A bidirectional mathematical engine for Borges' infinite library.

No database. No storage. No randomness. Same input always produces identical output — across machines, across time.


What It Does

Forward: Paste any text → get its permanent address (Hexagon, Wall, Shelf, Volume).

Reverse: Give coordinates → get the 3,200-character page that has always lived there.

The Library doesn't generate text. It reveals what was always there.


Usage

Forward lookup — find where your text lives

from babel_core import format_locate

print(format_locate("call me ishmael"))

Output:

📍 Hexagon 936,177,732,035,491,926 · Wall 3 · Shelf 4 · Volume 21
(Global index: 936177732...)

This text has always existed here. It is not generated — it is found.

Reverse lookup — read a page at any coordinate

from babel_core import format_read_page

print(format_read_page(hexagon=1, wall=1, shelf=1, volume=1))

Output:

📖 Hexagon 1 · Wall 1 · Shelf 1 · Volume 1

sw,quamqysyjnki.eog,u,gl.b.u uuejbadqcfwmbegfeljp.toqwpq... (3200 chars total)

Entropy analysis — how noise-like is a page?

from babel_core import index_to_page, shannon_entropy, space_frequency, classify_page

page = index_to_page(12345)
h = shannon_entropy(page)
sp = space_frequency(page)
tag = classify_page(h, sp)
print(f"H={h:.2f} bits | space={sp:.1f}% | {tag}")

Shannon entropy thresholds (theoretical max for 29-char alphabet: log₂(29) ≈ 4.86 bits):

  • 🟢 coherent — H \x3C 3.8 and space > 14% (almost never random — that's the point)
  • 🟡 interesting — H 3.8–4.5 or space 6–14%
  • 🔴 noise — H > 4.5 or space \x3C 6%

The Codex

codex.json ships with 7 pre-mapped passages from literature and culture. Zero tokens to browse — it's a static JSON read. The coordinates are permanent and independently verifiable.
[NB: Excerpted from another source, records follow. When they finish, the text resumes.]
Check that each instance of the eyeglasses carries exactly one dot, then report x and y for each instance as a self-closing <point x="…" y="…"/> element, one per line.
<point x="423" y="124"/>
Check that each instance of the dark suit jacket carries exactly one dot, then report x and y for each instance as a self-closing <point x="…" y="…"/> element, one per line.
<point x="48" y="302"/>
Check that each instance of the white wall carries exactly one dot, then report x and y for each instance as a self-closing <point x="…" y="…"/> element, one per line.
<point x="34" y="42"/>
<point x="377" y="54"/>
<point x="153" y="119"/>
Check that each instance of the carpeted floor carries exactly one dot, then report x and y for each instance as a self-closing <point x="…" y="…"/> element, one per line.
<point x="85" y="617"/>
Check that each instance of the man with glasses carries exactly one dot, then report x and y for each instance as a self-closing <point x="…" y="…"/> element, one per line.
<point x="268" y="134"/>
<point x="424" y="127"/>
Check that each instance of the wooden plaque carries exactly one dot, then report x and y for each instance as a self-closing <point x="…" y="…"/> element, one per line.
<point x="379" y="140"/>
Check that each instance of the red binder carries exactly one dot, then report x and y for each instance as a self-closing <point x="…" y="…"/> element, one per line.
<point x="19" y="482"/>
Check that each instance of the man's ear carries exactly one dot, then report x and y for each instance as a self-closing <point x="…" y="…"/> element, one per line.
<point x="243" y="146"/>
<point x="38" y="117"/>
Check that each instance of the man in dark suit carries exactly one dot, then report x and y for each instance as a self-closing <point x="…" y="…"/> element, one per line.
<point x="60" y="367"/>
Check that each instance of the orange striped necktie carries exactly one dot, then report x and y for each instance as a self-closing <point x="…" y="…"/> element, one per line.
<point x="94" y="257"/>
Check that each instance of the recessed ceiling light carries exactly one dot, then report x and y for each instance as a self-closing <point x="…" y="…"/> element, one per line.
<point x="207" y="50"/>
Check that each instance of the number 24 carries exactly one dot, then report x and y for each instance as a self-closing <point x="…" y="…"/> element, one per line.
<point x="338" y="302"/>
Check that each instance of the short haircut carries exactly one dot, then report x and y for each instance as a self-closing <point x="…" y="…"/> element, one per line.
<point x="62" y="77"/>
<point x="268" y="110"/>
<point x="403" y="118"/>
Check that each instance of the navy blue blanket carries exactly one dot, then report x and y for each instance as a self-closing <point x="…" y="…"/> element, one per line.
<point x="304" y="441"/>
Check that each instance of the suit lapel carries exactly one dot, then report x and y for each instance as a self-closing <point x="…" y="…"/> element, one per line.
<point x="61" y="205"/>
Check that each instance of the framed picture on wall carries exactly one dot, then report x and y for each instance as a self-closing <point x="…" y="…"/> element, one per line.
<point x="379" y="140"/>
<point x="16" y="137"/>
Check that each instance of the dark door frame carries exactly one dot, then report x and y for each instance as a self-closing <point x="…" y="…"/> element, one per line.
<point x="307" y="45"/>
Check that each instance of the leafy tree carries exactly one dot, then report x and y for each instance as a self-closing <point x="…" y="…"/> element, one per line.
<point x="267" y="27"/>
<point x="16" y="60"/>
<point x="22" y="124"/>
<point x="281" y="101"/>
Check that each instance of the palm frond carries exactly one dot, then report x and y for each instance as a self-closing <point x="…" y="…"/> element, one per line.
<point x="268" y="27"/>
from demo import show_codex, add_to_codex

# Display all pre-mapped passages
show_codex()

# Add your own — coordinates computed and persisted immediately
add_to_codex("the medium is the message", "Understanding Media — Marshall McLuhan")

Pre-mapped passages:

  • "call me ishmael" — Moby Dick
  • "it was a bright cold day in april..." — 1984
  • "the library of babel" — Borges
  • "in the beginning god created the heavens and the earth" — Genesis 1:1
  • "to be or not to be that is the question" — Hamlet
  • "it was the best of times it was the worst of times" — A Tale of Two Cities
  • "attention is a currency" — High Noon Office

Three Demo Scripts

Run all four demos at once:

python3 demo.py

Or call individually:

from demo import locate, read_page_demo, entropy_heatmap, show_codex, add_to_codex

# Demo 1: Locate any text
locate("the library of babel")

# Demo 2: Read a page at coordinates
read_page_demo(hexagon=1, wall=1, shelf=1, volume=1)

# Demo 3: Entropy heatmap — 5 random coordinates, ranked by Shannon entropy + space frequency
entropy_heatmap(n=5)

# Demo 4: Codex — browse pre-mapped passages
show_codex()

The Math

Alphabet: abcdefghijklmnopqrstuvwxyz ,. — 29 characters (Borges' 25-char set extended to full Latin alphabet)

Forward (text → index): Interpret the filtered character sequence as a base-29 integer.

Coordinates:

Volume  = index % 32
Shelf   = (index // 32) % 5
Wall    = (index // 160) % 4
Hexagon = index // 640

Page generation: SHA-256 counter-mode hash expansion. SHA256(gi_bytes || chunk_id) repeated to fill 3,200 bytes, each mapped to the alphabet via byte % 29. Deterministic, chaotic, sub-millisecond.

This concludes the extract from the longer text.